Evidence of traditional laws and customs
The hearsay rule and the opinion rule constitute significant evidentiary barriers to a party attempting to adduce evidence of ATSI traditional laws and customs. The Commissions understand that approaches to the admissibility of such evidence in some jurisdictions, and within the Federal Court itself, vary.
For example, in Gumana v Northern Territory (Gumana),[7] Selway J considered it unnecessary to consider evidence of ATSI custom and tradition as a special exception to the usual rules of evidence, even assuming that it were possible to do so under the Evidence Act 1995 (Cth). Rather, Selway J held that such evidence is ‘direct evidence of a fact in issue—the existence of tradition or custom and of rights pursuant to it’.[8] However, other Federal Court native title cases have tended to interpret such evidence as an exception to the hearsay rule under ss 73 and 74 of the Act, rather than direct evidence of a fact.[9]
Clearly, the hearsay rule and the opinion rule present difficult barriers in relation to the admission and use of evidence of traditional laws and customs. For the reasons discussed in detail in the attached draft of chapter 17 of DP 69, the Commissions are proposing that the uniform Evidence Acts be amended to provide that the hearsay and opinion rules should not apply to evidence of ATSI traditional laws and customs. The Commissions are also exploring whether the proposed amendment should apply to a broader category of evidence such as evidence based on ‘oral knowledge’ or ‘oral tradition’ and, if so, how the scope of such a term should be defined.

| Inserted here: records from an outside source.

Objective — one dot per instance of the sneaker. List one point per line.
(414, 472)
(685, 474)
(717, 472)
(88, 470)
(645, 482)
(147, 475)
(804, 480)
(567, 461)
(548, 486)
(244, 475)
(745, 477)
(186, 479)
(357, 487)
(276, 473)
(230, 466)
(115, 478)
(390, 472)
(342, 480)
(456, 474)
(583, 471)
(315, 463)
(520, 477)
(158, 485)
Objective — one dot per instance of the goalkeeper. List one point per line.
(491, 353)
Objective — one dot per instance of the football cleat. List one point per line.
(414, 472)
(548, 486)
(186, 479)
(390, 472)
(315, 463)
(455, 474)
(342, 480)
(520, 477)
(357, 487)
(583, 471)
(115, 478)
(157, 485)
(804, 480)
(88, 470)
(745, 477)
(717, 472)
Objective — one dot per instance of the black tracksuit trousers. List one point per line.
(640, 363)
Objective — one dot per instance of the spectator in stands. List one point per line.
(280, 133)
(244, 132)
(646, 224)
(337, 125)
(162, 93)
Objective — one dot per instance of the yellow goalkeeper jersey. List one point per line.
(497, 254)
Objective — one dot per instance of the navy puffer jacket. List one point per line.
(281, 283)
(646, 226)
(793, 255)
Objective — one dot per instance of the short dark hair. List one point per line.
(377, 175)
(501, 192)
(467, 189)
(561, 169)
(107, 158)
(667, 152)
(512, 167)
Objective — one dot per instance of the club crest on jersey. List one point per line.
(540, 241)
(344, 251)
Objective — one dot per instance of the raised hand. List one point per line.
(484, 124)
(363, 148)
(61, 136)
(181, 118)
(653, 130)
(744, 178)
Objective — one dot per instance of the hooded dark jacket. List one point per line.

Participation in the Inquiry
As has been noted above, the Commissions intend to release DP 69 in the first week of July. Following release of the Paper, the Commissions would welcome submissions addressing the proposals and questions in the Discussion Paper. The closing date for submissions is 16 September 2005 .
[1] State Government of Victoria, New Directions for the Victorian Justice System 2004-2014: Attorney-General’s Justice Statement (2004), 26.
[2] (2001) 52 NSWLR 705, 743–744.
[3] [2005] NSWCA 152.
[4] [2005] NSWCA 152, [134].
[5] [2005] NSWCA 152, [136].
[6] Lee v The Queen (1998) 157 ALR 394.
[7] Gumana v Northern Territory [2005] FCA 50.
[8] Gumana v Northern Territory [2005] FCA 50, [158].
[9] De Rose v South Australia [2002] FCA 1342, [265]–[271]; Yarmirr v Northern Territory (1998) 82 FCR 533, [21].